Although the increased sample size enhanced the statistical power, heterogeneity in metabolite measurements across different metabolomic platforms may introduce variability and complicate the harmonization of exposure data. In addition, discrepancies in summary statistics between FinnGen and UK Biobank, arising from differences in population structure, case definitions, and analytical pipelines, could contribute to inconsistencies in MR estimates. Another potential limitation of this study was the absence of bidirectional MR analyses. While metabolites can indeed be influenced by disease states, such as GC, our analyses were restricted to testing the causal direction from metabolites to GC risk.
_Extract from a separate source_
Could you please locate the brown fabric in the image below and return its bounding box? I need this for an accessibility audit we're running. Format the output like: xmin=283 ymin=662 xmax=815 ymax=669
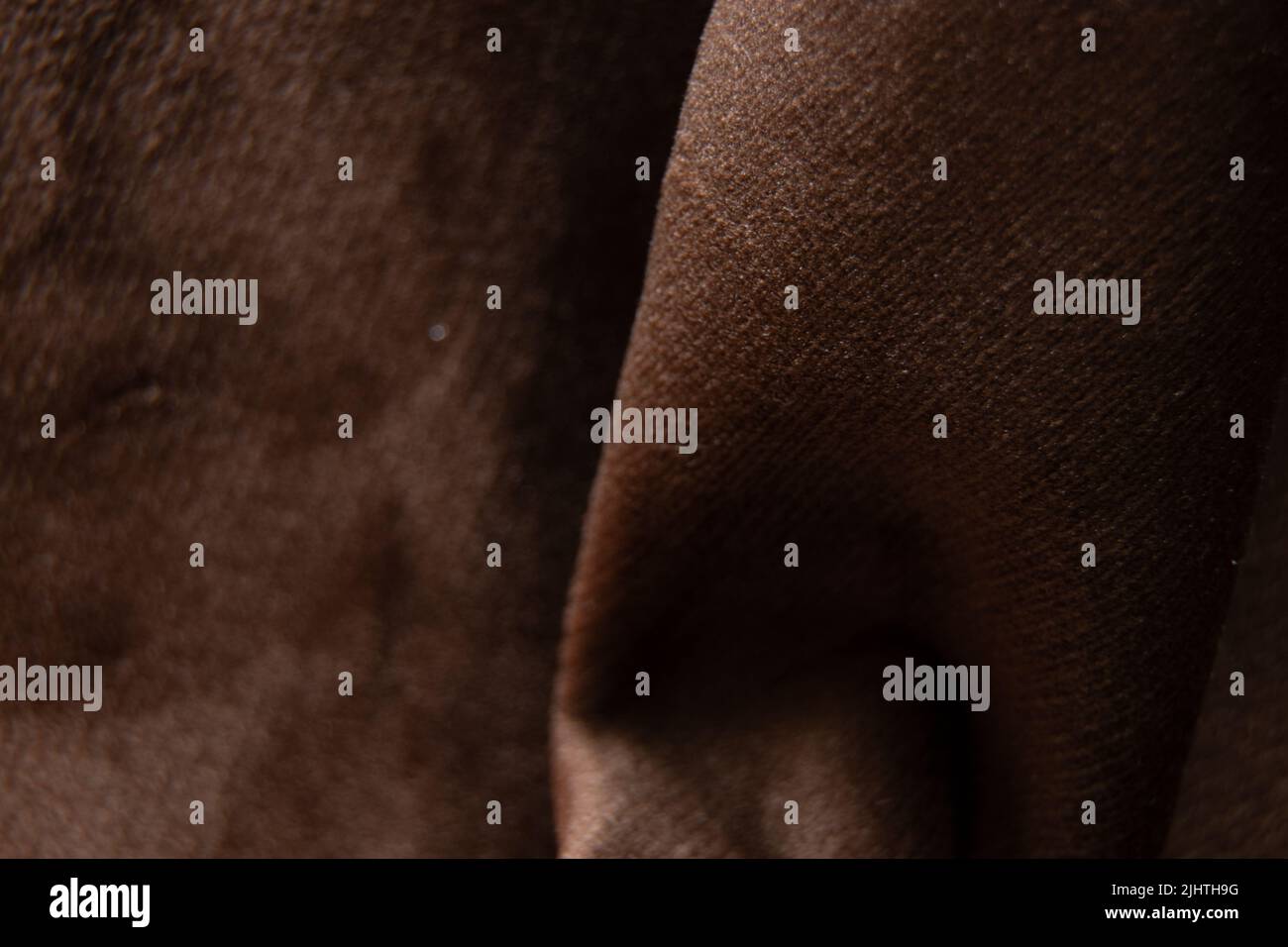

This was primarily due to data availability; we obtained only SNP-level associations for significant variants from the metabolite GWAS meta-analysis (64 studies) rather than complete summary statistics for each metabolite, which are required to examine the effect of GC on metabolite levels. Therefore, we cannot completely exclude the possibility of reverse causality. Future studies with publicly available full GWAS summary statistics for metabolites are essential to validate the causal relationships between metabolites and GC. Furthermore, an important limitation of our study is that both the exposure and outcome datasets were primarily derived from individuals of European ancestry. This may restrict the generalizability of our findings to populations with different genetic backgrounds and etiologies of GC. In particular, gastric adenocarcinoma is more prevalent in East Asian populations, such as Koreans and Japanese, where H. pylori infection, dietary patterns, and genetic susceptibility factors contribute more prominently to disease risk than in European populations [30]. Given the epidemiological and etiological differences in GC between European and Asian populations, replication in Asian cohorts is a critical future step to validate the causal metabolites identified in this study and better understand population-specific disease mechanisms.
In summary, this study found that genetically predicted metabolites are associated with GC risk and may serve as potential biomarkers for early detection, with 25 metabolites being linked to an increased risk and 17 to a reduced risk. These findings underscore the possible role of the disruption of amino acid metabolism and other key metabolic pathways in GC pathogenesis.

Conflict of interest

No potential conflict of interest relevant to this article was reported.

Funding

Tho Thi Anh Tran was funded by the Master, PhD Scholarship Programme of Vingroup Innovation Foundation (VINIF), code VINIF.2023.TS.119. This research was also funded by Vietnam National University Ho Chi Minh City (VNU-HCM) under the grant number C2024-44-34.

Data availability

All data for this study are available upon reasonable request to the corresponding author.

Author contribution

Conceptualization: TH, VMT, TTAT. Data curation: TH. Formal analysis: TH. Methodology: TH, VMT, TTAT. Writing–original draft: TH. Writing–review & editing: VMT, TTAT. Final approval of the manuscript: all authors.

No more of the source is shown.